John Turley-Ewart is a regulatory compliance consultant and Canadian banking historian.

Last week, the Ontario Securities Commission and the Canadian Investment Regulatory Organization launched a “coordinated review into the sales practices within Canadian bank branches.”

The OSC and CIRO’s move followed a March CBC MarketPlace undercover exposé that reported instances of bank branch staff mis-selling credit cards and lines of credit and offering inappropriate financial advice to customers. Undue pressure on bank staff to meet sales targets was apparently at fault.

Yet this is not the coordinated review as advertised by the OSC, a Crown corporation, and CIRO, a self-regulatory body.
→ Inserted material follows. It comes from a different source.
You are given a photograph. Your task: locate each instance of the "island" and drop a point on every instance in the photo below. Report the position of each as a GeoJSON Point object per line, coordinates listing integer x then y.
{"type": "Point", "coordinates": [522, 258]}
The Financial Consumer Agency of Canada, or FCAC, an arm of the country’s bank supervisory regime, conducted a similar exercise in 2018. The OSC and CIRO are now tackling this issue on their own, opening the door to a potential hodgepodge of rules that are hard to apply and enforce.

The FCAC’s examination of big bank branch sales practices, titled Domestic Bank Retail Sales Practices Review, generated important findings at the time. It determined that the banks’ “governance frameworks do not manage sales practices risk effectively” and that “controls to mitigate the risks associated with sales practices are underdeveloped.” These observations refer to the use of internal audit and bank compliance programs as a check on unreasonable sales targets that encourage unethical behaviour by branch staff.
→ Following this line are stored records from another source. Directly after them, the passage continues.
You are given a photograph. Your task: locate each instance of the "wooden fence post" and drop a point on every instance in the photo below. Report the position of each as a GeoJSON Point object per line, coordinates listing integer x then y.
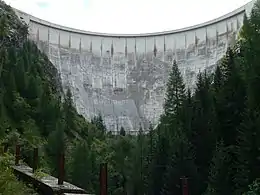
{"type": "Point", "coordinates": [61, 169]}
{"type": "Point", "coordinates": [35, 159]}
{"type": "Point", "coordinates": [184, 182]}
{"type": "Point", "coordinates": [17, 154]}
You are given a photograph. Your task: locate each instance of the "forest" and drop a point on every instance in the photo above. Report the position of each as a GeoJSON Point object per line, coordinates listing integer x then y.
{"type": "Point", "coordinates": [210, 134]}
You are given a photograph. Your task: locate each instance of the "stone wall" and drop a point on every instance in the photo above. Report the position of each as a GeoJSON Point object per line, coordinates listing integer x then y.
{"type": "Point", "coordinates": [123, 77]}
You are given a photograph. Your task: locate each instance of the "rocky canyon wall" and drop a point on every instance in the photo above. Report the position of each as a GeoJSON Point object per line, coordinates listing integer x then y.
{"type": "Point", "coordinates": [124, 77]}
Bank branches in Canada are and have always been established to support individual and community economic growth by selling individuals, small business owners and large business operations profitable banking products and services. When bank branches prove unprofitable, like any other business, they eventually close.
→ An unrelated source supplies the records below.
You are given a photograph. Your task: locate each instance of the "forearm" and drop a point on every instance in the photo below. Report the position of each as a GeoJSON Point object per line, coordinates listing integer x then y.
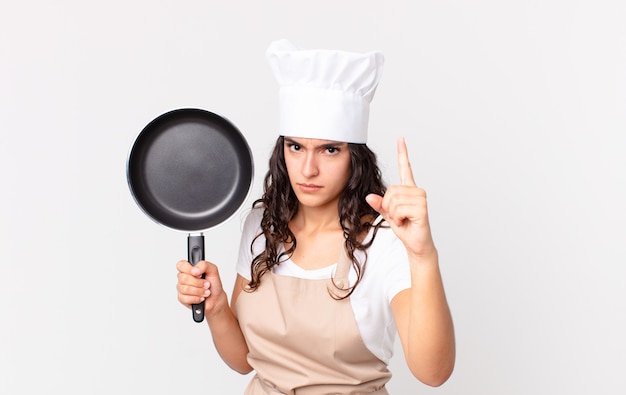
{"type": "Point", "coordinates": [228, 339]}
{"type": "Point", "coordinates": [430, 348]}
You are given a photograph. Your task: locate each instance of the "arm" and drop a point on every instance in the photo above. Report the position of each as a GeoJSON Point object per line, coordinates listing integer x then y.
{"type": "Point", "coordinates": [421, 312]}
{"type": "Point", "coordinates": [227, 335]}
{"type": "Point", "coordinates": [425, 324]}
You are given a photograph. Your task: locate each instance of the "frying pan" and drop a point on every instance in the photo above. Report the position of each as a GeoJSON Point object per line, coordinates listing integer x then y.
{"type": "Point", "coordinates": [189, 170]}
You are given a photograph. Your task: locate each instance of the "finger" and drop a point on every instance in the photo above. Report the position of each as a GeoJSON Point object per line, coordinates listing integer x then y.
{"type": "Point", "coordinates": [376, 202]}
{"type": "Point", "coordinates": [404, 166]}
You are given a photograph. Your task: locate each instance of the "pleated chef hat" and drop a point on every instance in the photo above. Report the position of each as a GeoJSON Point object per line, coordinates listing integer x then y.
{"type": "Point", "coordinates": [324, 94]}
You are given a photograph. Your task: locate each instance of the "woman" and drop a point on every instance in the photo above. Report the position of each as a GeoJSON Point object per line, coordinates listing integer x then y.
{"type": "Point", "coordinates": [332, 264]}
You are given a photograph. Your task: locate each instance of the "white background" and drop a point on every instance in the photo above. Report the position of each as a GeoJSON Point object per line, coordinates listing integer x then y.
{"type": "Point", "coordinates": [515, 116]}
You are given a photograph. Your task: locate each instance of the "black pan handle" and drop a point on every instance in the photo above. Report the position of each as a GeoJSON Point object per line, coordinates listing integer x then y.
{"type": "Point", "coordinates": [195, 254]}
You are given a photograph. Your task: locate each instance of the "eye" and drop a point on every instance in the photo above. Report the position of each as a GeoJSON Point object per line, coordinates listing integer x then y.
{"type": "Point", "coordinates": [293, 147]}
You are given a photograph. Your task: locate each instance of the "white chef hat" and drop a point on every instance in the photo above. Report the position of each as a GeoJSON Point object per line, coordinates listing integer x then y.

Equally true, unethical sales practices undermine credibility and the long-term business sustainability of a bank branch. For this reason, the policies, procedures and training at Canada’s banks are designed to support an ethical sales culture. It is the table stakes for success.

Mistakes are costly. A classic example involves Wells Fargo Bank in the U.S. between 2002 and 2016. Failing to ethically manage its sales culture led to staff misleading customers and opening unauthorized client accounts to meet sales goals – an outcome that cost the bank billions in fines, millions in restitution paid to investors and an effort that continues to this day to rebuild trust with customers.

The FCAC found that risks of bad sales practices at bank branches exist in Canada – that they sometimes happen, but not typically. To guard against them, the FCAC promised “a modernized supervision framework that will allow it to proactively ensure banks have implemented the appropriate frameworks.”

But it never happened. Promise made, promise forgotten?

A rehash of the FCAC’s work by the OSC and CIRO isn’t helpful. Step one should have been determining why the FCAC didn’t deliver its 2018 promise for a new framework. Could it be that another framework atop existing consumer protections in the Bank Act created regulatory confusion?

Recall, too, that Canada’s bank supervisor, the Office of the Superintendent of Financial Institutions, or OSFI, issued a regulatory notice on Nov. 21 this year on culture risk management. It’s a move that also comes into play on the OSC and CIRO file, as culture impacts sales practices.

Another study of bank branch sales practices as proposed last week is not a step forward for consumers or the regulated. Nor is it coordinated, as Canada’s bank supervisory regime is not involved.

The OSC and CIRO would better serve and protect consumers from unsavoury bank branch sales practices by truly integrating their concerns with the FCAC and OSFI. Their goal should be producing a common approach and consistent enforcement tools that all four regulators could help supervise. Canadian consumers and banks would be better for it.